Assim, em face do exposto, improcede a arguida nulidade processual.

4.2. Do erro de julgamento

A sentença recorrida rejeitou liminarmente a petição de intimação para a proteção de direitos, liberdades e garantias, entendendo, em suma, que “inexistem alegações (e, muito menos, algo que seja comprovado pela Requerente: e recordemos as regras de distribuição do ónus da prova) que sustentem qualquer urgência na proteção de direitos, liberdades e garantias e que permitam vislumbrar (e, muito menos, concluir pela existência de) de uma lesão iminente e irreversível dos vários direitos que a Requerente refere, o mesmo se dizendo quanto à indispensabilidade de uma decisão de mérito para assegurar o seu exercício em tempo útil”.

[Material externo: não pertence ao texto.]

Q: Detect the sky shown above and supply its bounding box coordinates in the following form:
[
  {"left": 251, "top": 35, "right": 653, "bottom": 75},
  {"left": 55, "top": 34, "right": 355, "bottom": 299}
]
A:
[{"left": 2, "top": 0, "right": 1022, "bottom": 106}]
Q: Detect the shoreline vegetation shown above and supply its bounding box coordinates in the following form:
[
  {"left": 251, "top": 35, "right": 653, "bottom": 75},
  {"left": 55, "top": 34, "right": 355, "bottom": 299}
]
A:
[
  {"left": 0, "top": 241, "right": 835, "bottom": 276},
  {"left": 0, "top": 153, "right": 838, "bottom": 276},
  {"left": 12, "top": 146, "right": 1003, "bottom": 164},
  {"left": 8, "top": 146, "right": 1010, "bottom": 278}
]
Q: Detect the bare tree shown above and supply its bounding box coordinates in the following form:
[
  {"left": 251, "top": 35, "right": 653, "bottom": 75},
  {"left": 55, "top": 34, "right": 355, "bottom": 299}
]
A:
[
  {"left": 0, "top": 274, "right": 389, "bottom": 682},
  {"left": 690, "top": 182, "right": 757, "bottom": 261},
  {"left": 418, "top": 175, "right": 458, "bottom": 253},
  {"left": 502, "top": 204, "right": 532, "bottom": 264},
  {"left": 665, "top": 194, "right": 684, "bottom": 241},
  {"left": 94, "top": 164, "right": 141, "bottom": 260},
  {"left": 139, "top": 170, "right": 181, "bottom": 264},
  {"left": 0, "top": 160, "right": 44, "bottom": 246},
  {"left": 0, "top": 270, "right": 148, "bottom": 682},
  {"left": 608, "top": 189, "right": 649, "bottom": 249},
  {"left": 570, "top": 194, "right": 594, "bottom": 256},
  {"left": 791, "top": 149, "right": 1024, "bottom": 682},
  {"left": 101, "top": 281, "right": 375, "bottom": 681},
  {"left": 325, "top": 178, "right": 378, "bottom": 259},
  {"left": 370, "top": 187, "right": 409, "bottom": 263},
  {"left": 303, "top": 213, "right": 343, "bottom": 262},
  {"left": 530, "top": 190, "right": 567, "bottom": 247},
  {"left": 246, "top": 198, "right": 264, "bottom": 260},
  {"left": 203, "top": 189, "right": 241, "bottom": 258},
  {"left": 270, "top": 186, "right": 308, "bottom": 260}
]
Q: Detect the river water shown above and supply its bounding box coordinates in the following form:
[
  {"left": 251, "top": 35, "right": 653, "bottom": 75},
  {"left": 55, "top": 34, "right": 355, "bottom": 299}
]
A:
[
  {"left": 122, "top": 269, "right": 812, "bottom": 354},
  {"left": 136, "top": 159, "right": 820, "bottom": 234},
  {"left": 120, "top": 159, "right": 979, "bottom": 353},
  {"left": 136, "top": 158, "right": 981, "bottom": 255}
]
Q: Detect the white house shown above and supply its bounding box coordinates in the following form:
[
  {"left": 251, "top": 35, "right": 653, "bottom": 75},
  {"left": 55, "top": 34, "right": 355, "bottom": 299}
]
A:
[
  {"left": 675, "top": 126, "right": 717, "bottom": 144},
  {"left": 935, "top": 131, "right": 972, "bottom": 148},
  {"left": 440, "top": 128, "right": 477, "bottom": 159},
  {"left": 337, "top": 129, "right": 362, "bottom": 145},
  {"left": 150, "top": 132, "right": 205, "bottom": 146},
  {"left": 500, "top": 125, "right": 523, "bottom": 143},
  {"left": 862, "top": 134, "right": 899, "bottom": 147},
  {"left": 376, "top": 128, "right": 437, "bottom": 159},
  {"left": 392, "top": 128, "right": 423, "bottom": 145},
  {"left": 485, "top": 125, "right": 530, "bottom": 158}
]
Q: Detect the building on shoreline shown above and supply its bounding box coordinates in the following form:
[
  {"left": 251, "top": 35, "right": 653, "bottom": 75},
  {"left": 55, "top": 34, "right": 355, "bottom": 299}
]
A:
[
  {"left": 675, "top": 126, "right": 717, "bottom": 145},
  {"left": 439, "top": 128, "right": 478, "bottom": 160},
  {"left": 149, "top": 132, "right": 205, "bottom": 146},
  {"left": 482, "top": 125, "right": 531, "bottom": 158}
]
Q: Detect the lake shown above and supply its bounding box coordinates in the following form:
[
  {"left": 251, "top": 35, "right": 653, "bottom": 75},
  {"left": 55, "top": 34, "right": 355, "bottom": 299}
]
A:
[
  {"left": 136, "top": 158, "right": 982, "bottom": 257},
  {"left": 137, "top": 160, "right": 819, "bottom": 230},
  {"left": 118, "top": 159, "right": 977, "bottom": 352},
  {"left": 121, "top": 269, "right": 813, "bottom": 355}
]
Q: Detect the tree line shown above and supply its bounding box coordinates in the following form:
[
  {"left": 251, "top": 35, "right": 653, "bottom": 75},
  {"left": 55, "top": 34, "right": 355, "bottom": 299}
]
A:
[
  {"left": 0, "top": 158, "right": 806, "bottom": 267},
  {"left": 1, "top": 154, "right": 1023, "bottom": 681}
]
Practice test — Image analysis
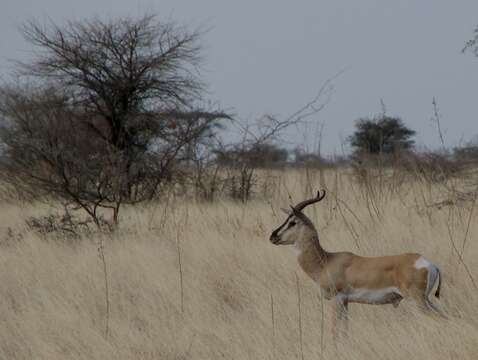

Contra o assim decidido insurge-se a Recorrente sustentando que se encontram preenchidos os requisitos, previstos no artigo 109.° do CPTA, da urgência e indispensabilidade do meio processual, porquanto,
- É titular de um direito subjetivo a uma decisão no âmbito da candidatura a ARI, de que se encontra privada pela inércia da Requerida em proceder à normal tramitação do procedimento, o que reputa configurar uma restrição de direitos fundamentais;
- A omissão da requerida viola o princípio da tutela da confiança, frustrando as legítimas expetativas de quem, com base no quadro legal vigente, tomou a decisão de investir no país e, não obstante cumprir todos os requisitos para a obtenção de ARI, é confrontado com a inércia da Requerida que impede de concluir a candidatura e obter o título de residência;
- A não prolação de decisão, obstando à emissão do título de residência, impede a Requerente de exercer o direito de livre circulação plasmado no artigo 45.º da Carta dos Direitos Fundamentais da União Europeia;
- Mostra-se concretamente alegada a factualidade de que emerge a urgência na decisão, sendo premente a obtenção do título de residência para que a Recorrente possa fixar a sua residência em Portugal e usufruir do direito de propriedade sobre o imóvel adquirido;
- O facto de não residir em Portugal não é fator para afastar a urgência, sob pena de se incentivar a permanência irregular;
- A falta de autorização de residência (e os efeitos que daí emergem em termos de evidente, atual e prolongada restrição de direitos, liberdades e garantias) é, em si mesma, um facto que legitima a necessidade de recurso a este meio processual, sendo suficiente e adequada para que possa dar-se por cumprido o preenchimento dos requisitos vertidos no artigo 109.° n.° 1 do CPTA, pois é indispensável para assegurar o exercício, em tempo útil, dos seus direitos, liberdades e garantias, em especial do seu direito à residência e, por essa via, à equiparação aos cidadãos nacionais, nos termos do artigo 15.°, n.° 1, da CRP, condição sine qua non para lhe garantir o acesso, entre outros, à saúde, à proteção social e à habitação;
- O decurso (injustificado e injustificável) do período de decisão, sem que a sua situação pessoal esteja resolvida, torna premente e urgente a obtenção de uma decisão no procedimento e, portanto, legitima o recurso ao presente meio processual;
- Não estando a Recorrente habilitada com um título de residência válido, para além da privação da cabal fruição do seu património e dos constrangimentos e limitações inerentes à necessidade de solicitar visto de cada vez que pretende deslocar-se a Portugal, impede-a, igualmente, de ver a sua situação pessoal e familiar dirimida com a certeza e segurança jurídicas que se impõem, criando uma situação de grande instabilidade pessoal, de tal forma que a violação de direitos, liberdades e garantias integrados na esfera jurídica da Recorrente, face à omissão do dever de decisão é grave e carece de urgente resolução;
- A necessidade de uma decisão é fundamental para que a Recorrente possa entrar, permanecer e sair de Portugal, sem restrições ou constrangimentos, para, desse modo, poder fixar a sua residência em território nacional e estabilizar a sua situação pessoal e profissional, em segurança, direito consagrado no artigo 27.°, n.° 1 da Constituição da República Portuguesa, como garantia do exercício seguro e tranquilo de direitos, liberto de ameaças ou agressões;
- Nenhum outro meio processual seria adequado a acautelar, em tempo útil, os direitos e interesses juridicamente tutelados da Recorrente.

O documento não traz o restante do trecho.